Early in their inaugural meeting, members of a Mecklenburg County library task force said they want to hear from comparable library systems that have weathered the historically bad recession well – and how they did it.

They got two answers from staff and consultants, neither of them particularly encouraging. First, libraries across the country are struggling to survive and looking for solutions, just like Mecklenburg. Two, nobody really has a lot of information about what libraries look like two years after the bottom fell out of the economy.

“You’re going to be reinventing the library, the library of the future,” local consultant Cyndee Patterson told the 16-member task force. “The world is very different right now, and unfortunately, most of the data (about libraries) is more than two years old.”

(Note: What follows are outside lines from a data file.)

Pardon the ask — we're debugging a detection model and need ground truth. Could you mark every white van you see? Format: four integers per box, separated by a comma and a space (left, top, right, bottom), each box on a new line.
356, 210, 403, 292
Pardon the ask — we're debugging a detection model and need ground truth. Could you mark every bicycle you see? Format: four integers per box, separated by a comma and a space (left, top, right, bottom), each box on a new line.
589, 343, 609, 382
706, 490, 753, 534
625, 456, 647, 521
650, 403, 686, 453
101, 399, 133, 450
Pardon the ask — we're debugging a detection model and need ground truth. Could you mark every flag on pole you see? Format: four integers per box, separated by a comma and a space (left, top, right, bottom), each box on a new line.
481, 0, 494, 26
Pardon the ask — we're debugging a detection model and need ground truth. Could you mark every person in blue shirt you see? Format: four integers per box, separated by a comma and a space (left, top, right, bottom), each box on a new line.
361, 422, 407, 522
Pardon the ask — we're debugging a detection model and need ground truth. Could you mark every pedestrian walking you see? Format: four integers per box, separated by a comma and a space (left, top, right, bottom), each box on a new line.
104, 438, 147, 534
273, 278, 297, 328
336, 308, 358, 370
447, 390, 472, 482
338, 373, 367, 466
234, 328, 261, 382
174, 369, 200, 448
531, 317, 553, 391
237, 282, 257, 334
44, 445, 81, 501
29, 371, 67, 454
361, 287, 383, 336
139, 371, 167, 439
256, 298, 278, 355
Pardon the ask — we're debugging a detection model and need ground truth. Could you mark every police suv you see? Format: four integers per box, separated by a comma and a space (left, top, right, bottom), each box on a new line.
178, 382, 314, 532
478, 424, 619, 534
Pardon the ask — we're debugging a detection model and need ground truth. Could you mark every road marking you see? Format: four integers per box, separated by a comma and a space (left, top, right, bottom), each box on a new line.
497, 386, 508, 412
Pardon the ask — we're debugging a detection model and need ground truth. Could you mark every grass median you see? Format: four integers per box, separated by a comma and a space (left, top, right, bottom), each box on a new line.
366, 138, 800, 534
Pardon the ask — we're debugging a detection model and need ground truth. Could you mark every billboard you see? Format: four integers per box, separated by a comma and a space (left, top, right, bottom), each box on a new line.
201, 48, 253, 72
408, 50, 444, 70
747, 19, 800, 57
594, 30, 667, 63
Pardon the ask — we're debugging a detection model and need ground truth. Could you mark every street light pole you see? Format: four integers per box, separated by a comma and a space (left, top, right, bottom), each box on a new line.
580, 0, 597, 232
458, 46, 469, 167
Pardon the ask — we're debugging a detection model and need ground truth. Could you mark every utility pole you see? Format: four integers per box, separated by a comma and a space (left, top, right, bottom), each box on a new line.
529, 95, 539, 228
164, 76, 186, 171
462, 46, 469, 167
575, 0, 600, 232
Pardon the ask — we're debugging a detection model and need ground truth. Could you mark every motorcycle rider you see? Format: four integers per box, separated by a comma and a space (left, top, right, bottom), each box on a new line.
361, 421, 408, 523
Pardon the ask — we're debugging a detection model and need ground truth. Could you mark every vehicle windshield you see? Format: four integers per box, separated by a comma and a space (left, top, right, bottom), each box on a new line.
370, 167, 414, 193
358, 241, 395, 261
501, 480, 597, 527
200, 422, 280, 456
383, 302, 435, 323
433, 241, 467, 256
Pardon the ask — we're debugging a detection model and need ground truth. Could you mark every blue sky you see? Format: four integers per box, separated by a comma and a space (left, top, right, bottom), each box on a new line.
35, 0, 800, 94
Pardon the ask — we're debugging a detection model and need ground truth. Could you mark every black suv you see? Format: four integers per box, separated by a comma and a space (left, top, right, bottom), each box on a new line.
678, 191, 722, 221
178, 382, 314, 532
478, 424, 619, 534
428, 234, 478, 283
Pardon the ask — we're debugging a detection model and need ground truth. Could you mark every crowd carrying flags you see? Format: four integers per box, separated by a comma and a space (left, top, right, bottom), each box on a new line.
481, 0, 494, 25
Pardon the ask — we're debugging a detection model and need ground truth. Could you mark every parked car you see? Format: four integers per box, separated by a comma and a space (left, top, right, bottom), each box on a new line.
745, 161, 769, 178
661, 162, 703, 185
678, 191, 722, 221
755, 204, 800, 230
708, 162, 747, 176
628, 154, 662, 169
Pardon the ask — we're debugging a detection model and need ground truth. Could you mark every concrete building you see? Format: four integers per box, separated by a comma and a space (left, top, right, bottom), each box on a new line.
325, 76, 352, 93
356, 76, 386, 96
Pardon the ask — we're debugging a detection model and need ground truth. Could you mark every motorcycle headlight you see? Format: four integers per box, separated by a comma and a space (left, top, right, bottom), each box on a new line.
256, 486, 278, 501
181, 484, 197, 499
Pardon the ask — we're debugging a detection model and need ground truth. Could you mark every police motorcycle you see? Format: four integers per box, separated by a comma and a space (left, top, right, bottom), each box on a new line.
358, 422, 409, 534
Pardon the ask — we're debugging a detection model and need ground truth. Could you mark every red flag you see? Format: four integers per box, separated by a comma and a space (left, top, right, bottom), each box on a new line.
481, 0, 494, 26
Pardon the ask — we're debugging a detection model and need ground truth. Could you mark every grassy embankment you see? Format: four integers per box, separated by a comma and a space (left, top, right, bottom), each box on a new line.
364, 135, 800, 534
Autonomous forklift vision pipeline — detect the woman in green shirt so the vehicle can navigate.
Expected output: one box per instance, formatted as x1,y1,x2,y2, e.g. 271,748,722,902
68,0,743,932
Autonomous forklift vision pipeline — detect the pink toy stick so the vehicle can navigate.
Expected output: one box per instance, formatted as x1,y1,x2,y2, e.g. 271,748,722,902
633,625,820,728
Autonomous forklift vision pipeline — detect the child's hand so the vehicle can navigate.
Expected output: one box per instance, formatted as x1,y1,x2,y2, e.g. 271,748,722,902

The recession hammered Mecklenburg County, and the library system’s budget has been cut in half in the past three years, forcing library trustees to cut the staff from 600 to 312. That’s why library trustees and county commissioners created the Future of the Library Task Force, which met for the first time Wednesday, Oct. 20, at the Charlotte Convention Center.

But the task force is doing more than trying to figure out a stable financing method for keeping the libraries open. Members also have the challenge of deciding how the libraries should change in the next three to five years – what services it should offer and what services to cut.

Jim Woodward, former chancellor at the University of North Carolina at Charlotte, is leading the task force, and he told his fellow members they have a lot of work to do if they hope to bring a recommendation to Mecklenburg County commissioners and the library system’s board of trustees by February.

The task force has a tentative budget of $225,000, which includes $65,000 for Patterson’s Lee Institute and $70,000 for California-based La Piana Consulting, the companies who will do most of the research for the special panel.

La Piana’s Vance Yoshida told panel members they must think about the library in different ways. “Think about competition,” he said. “You always face competition – for volunteers, for funding. You’re competing with Amazon.com. …

“What is going to be your competitive edge? Why are folks going to come to you? Why are people going to volunteer to help you? Why is the county going to give you money versus, say, the parks and recreation department?”

“It is critical that we have open, vigoruous discussion,” Woodward told the group. “Disagreements are welcome.”

Members took that to heart immediately. Of those services now offered by the library system, “all of them are good things,” Ed Williams, retired editorial page editor for the Charlotte Observer, said. “But we are not going to be able to do all of them any more.”

The library system should “provide services essential to the community that someone else does not do and do those excellently,” Williams said. “Our challenge is to pare the library down from what it is now.”

That, said Davidson Commissioner Connie Wessner, means the task force needs to know what local residents really want from their libraries. The task force doesn’t want to support a new library that residents won’t use or support, she said.

That prompted retired television broadcaster Bernie Simmons to caution against building the library of the future based on the whims of a survey. She described herself as a “fierce” defender of the library as “a great repository of information” that people may not know they need until they need it.

Scott Stone, vice president of Merrick and Co., responded by saying the task force has two major upheavals that occurred in the past two years – the recession and technology. While he said he supports Simmons’ idea of a repository information, Stone asked, “How will people get that information?”